CONCORD, N.H. — New Hampshire’s attorney general says the apparent disappearance of about $100,000 in wine from a state-run liquor store has been solved — it was never missing.
Last December, extra cases of wine were found in the stockroom during an audit at the New Hampshire Liquor and Wine Outlet in Portsmouth. The wine had no invoice or paperwork, and days later it was gone, with no indication of where it went.
Attorney General Michael Delaney said in a report Wednesday that no wine ever went missing from the store. He said state Liquor Commission employees misinterpreted a spreadsheet created during the store’s move from one location to another.
Delaney said commission employees interpreted the spreadsheet as an inventory of excess wine in the store.
“However, that spreadsheet was not a documentation of actual wine on the premises,” Delaney wrote. “It was an itemization of sales tags that had no direct correlation to wine actually in the store.”
Delaney said misunderstandings about the spreadsheet were reported up to leadership at the Liquor Commission and led to concerns that excess wine was first present in the store and then subsequently disappeared.
“A careful review of Liquor Commission inventory records dispels this misunderstanding and does not reveal any unaccounted-for wine ever present at the store in the first place,” the report said. “Accordingly, there is no evidence that any criminal conduct occurred” during the store move.
After the wine went missing, the commission and Gov.

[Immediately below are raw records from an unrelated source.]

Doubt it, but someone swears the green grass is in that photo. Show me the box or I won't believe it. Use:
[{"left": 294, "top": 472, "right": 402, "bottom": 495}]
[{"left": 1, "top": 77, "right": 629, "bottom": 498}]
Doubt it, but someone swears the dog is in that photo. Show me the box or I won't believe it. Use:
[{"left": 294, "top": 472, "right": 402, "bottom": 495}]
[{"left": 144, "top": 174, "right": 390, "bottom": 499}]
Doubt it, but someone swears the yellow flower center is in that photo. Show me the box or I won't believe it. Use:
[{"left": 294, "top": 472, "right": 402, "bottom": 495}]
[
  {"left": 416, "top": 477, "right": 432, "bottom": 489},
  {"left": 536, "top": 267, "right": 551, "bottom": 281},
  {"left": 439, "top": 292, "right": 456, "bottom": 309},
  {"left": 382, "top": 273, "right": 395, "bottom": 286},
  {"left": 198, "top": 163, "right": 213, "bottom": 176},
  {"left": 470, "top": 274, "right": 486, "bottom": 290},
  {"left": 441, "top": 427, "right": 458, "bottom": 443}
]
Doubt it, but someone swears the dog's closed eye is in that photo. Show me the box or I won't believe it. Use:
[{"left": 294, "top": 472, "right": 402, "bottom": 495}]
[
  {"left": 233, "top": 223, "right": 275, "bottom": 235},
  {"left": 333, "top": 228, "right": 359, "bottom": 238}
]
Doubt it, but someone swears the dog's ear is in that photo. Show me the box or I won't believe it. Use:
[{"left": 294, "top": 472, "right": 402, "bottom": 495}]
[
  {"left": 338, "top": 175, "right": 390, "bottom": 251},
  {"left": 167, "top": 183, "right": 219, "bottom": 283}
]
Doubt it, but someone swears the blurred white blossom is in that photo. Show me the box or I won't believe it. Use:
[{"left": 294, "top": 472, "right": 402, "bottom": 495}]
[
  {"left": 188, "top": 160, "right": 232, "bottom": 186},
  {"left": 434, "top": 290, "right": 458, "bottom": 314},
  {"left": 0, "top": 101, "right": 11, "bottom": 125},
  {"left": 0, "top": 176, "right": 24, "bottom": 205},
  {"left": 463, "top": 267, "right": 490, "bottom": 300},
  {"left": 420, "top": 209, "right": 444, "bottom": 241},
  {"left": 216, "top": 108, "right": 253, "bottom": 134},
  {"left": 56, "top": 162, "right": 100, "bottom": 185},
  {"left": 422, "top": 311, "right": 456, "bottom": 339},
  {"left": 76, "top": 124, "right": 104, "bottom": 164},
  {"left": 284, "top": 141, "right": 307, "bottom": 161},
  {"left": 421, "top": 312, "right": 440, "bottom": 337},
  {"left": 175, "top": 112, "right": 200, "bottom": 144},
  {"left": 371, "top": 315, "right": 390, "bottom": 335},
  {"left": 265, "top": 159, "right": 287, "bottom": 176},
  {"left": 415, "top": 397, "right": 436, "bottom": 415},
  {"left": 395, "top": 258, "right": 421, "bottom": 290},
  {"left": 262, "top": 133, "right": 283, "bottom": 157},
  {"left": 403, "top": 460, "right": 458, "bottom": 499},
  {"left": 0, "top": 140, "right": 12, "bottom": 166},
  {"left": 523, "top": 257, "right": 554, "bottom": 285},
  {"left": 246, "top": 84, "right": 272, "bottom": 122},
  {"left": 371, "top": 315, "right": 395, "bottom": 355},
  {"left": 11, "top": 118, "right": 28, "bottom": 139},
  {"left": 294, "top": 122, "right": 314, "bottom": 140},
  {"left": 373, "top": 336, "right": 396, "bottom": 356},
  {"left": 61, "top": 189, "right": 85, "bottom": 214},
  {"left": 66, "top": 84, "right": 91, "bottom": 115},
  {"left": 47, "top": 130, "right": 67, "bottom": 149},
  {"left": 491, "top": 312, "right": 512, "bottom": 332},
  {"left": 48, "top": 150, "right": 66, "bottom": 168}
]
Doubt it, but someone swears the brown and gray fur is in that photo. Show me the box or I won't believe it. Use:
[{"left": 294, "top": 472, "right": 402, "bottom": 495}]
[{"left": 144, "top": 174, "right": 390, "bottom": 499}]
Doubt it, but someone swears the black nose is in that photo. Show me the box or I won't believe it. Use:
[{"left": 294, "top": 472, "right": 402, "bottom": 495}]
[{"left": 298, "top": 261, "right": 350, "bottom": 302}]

John Lynch asked the attorney general’s office to investigate. The commission said it was dissatisfied with earlier investigations by its Enforcement Bureau and the Rockingham County attorney’s office.
Lynch said Wednesday he was satisfied the incident was an isolated event and not a systemic problem at the commission.
The attorney general’s report also disputed the actual number of cases of wine found — at one point it was reported as 300 — and their value. It said in the end, the confusion was a result of two separate issues: a “significant amount” of excess wine that was tracked through inventory, but was not planned for the “new set” of wine products to be listed in the new store, and “erroneously sorted” sales tags believed to represent products that were physically present in the store. The issues were “merged” during the store move.
The report said there were actually 2,254 bottles of wine not included in the new set that were initially in shopping carts and on backroom shelves. They were whittled down to about 100 to 200 bottles by the end of the move. The wine was either sold, transferred out of the store, or stayed in the backroom.